On things I care about I used U2F (Yubikey) which as a second factor is ideal. People trying to break into an account won't have my U2F device and fail. (I've seen them try this). Google's support of U2F devices sucks. Like really badly. But they seem to get that these things are safer than "passwords" that are reversible with rainbow tables. Now they are all about "passkeys" which they STORE ON YOUR DAMN COMPUTER OR PHONE.
Here is where I fall off the boat. If we learned EXACTLY ONE THING from the Crypto Coin world it was this, if you put something valuable on your computer or your phone, PEOPLE WILL WORK DILIGENTLY TO STEAL IT. Often in creative ways like otherwise silent drive by clickless exploits in browsers delivered by Ad Networks.

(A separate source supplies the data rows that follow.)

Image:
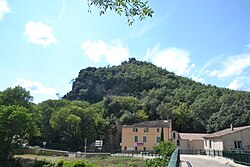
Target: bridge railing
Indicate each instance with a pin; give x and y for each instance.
(175, 159)
(238, 156)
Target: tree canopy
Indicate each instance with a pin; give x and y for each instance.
(129, 8)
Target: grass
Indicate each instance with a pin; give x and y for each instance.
(100, 161)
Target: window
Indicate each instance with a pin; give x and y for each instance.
(173, 135)
(178, 142)
(135, 129)
(158, 139)
(237, 144)
(136, 139)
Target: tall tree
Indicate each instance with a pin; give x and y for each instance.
(129, 8)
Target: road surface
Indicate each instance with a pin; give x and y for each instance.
(205, 161)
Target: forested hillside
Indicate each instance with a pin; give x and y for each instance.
(159, 94)
(104, 99)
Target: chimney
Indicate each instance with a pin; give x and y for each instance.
(232, 127)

What part of "Good security is security where you don't get to run code on the device providing the security, ever." did they miss?
I am completely at a loss to explain this fail.
https://developer.apple.com/videos/play/wwdc2022/10092/
Most (not all, but most) of the criticisms I’ve seen of passkeys are a result of people making incorrect assumptions about the problems they were meant to solve.
For example, to solve password reuse, weak credentials, phishing, and credential theft from server breaches, you need easy to use, convenient WebAuthn credentials. The convenient part is that they are available on all your devices via secure (E2E encrypted) syncing.
The linked talk covers all of this in a lot more detail.